It’s On My Mind

I’m obsessed with human waste. Not in the creepy I-keep-mason-jars-of-it-under-my-pillow sort of way, but in the it’s-constantly-at-the-forefront-of-my-mind fashion. I’d blame my daughter but honestly she doesn’t really seem all that concerned about it. Sure, when she’s been sitting in her own foul for half an hour she’ll express some dismay over her environment, but it’s not like she’s really interested in what it is, she only cares what it represents. I, on the other hand, care deeply about it for reasons I don’t fully understand.

Actually, that isn’t true. I do in fact understand my preoccupation with “poops” and “peepee.” It’s like when there’s that really annoying pop song that seems to be on everywhere you go, relentlessly pounding its syrupy beat and trite lyrics into your skull for days on end and finally your only defense is to give in, turn up the radio to sing along, download the track from iTunes and buy a T-shirt with the chorus hook printed on it to wear ironically and prove to everyone how cool you are for being so uncool. What I’m saying is I don’t want to spend so much time thinking and talking about doo-doo but I don’t have a choice because it keeps coming up so I can either gnash my teeth in impotent angst over it or pretend it’s some kind of scientific pursuit.

The reason it’s such a nagging constant these days starts with the diaper. I realized before we had a baby in the house that children of this age utilized diapers in lieu of toilets and I understood that they needed to be changed quite a bit. What I wasn’t exactly prepared for was the frequency of the diaper contents. Aside from the half dozen or so “pit stops” in the restroom which can be accommodated in my case by a urinal (or even a waist-high bush if it comes to that) I have about one serious visit per day. By comparison my daughter does upwards of six or seven number twos per day. Early in the morning it’s all fine and good, with much praise and odd parental pride: “Look at the big girl with her big girl poops! Such a good girl!” etc. By mid-day the tone has shifted more along the lines of “Again? Well, okay…” and by the early evening you’re hearing the sort of heavy bargaining typically reserved for International Treaty Negotiations only in this case the outcome is who has to change the current diaper and who is owned (and I quote) “Fourteen thousand back rubs and the full unrestricted rights to choose the pizza toppings for the next ten pizzas.”

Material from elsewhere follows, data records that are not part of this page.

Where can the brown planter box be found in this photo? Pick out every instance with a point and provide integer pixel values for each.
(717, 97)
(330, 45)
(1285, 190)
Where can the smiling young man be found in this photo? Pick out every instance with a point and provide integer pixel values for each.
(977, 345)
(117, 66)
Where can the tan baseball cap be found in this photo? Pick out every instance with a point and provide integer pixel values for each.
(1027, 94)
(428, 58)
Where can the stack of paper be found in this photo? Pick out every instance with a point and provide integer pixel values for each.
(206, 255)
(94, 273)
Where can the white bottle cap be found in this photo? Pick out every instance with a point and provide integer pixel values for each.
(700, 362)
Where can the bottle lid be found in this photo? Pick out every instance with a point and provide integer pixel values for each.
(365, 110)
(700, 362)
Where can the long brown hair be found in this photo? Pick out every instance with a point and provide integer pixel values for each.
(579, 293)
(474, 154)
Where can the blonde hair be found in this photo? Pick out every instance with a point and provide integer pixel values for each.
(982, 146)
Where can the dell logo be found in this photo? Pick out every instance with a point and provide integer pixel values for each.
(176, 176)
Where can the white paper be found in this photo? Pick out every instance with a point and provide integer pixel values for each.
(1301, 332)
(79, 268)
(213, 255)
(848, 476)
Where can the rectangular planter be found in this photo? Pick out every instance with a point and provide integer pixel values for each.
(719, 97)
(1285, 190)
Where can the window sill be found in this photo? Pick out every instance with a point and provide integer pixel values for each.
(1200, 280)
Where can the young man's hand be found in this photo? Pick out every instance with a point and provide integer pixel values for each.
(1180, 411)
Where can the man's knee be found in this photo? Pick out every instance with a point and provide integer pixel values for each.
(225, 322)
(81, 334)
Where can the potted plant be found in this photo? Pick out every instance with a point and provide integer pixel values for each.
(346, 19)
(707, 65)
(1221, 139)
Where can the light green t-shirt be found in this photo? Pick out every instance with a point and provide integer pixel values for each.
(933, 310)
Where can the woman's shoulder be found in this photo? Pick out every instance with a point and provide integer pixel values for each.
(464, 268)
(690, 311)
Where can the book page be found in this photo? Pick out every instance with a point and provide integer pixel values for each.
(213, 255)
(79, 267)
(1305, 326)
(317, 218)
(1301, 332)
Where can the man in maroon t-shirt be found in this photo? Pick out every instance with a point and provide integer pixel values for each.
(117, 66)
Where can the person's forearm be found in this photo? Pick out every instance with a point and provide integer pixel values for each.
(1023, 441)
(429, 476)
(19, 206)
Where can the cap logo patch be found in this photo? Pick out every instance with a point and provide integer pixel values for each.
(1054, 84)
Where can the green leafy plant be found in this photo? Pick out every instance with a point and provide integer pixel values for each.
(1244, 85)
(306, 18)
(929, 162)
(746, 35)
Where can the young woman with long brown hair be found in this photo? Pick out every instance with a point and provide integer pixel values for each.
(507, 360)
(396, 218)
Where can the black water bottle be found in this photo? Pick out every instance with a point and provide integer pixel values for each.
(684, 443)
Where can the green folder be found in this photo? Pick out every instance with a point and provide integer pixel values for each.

But listen, if it was just the frequency I could readily treat it as an unfortunately regular annoyance that entered my mind only as necessary and then left just as readily. But alas the tragedy of baby ownership is that they lack any sort of reliable communication interface aside from a catch-all error code function which is not only excessively verbose but also frequently misreports problems and occasionally alerts for no reason at all. As such you’re left to secondary monitoring to determine the overall health of the unit and in this case it means you can only ordain the quality of the input by closely examining the output. Not that even this kind of analysis is really informative. I mean, given the various parameters described by the professionals, I know from experience you can have detailed debates with your co-administrators over whether a particular specimen exhibits problematic characteristics or not. If you want to try this experiment at home, see if you can agree with a family member about what qualifies as “mucousy” given no additional information or examples.

I can tell you authoritatively that there are relatively few parties like a parents party when a parents party gets going on a Friday night about whether this or that globule of excrement means the baby is sick, allergic to something, getting too much foremilk or is indicative of a normal infant’s digestive system. Holla.

But perhaps the most persistent human-by-product-related musings revolve around messes in undesired locations. I’m talking about pee in your hand or poop on your hat here. I like to think of myself as a fairly clean and sanitary person. I shower regularly, I prefer a tidy environment (maybe not to the same degree as some, but I’m certain more so than others) and I try to remain at least mostly presentable. But it only takes one—two at the most—instances of being out in public and finding some sort of excrement that doesn’t belong to you on your arm or shoe before you start to develop an ever-present concern that you may at any given point in time be sporting dookie on your pants. The terrible fear is that the baby may not even be around when a tragic discovery is made and it’s really hard to play off a big pee stain on the back of your shirt while you’re giving a career-making presentation to your boss’ boss’ boss without having something cute and cooing to distract people with.

I guess the best you can hope for is that they’re new parents too, at which point they’ll just be thinking, “Wait. Did I check the back of my shirt for urine this morning?”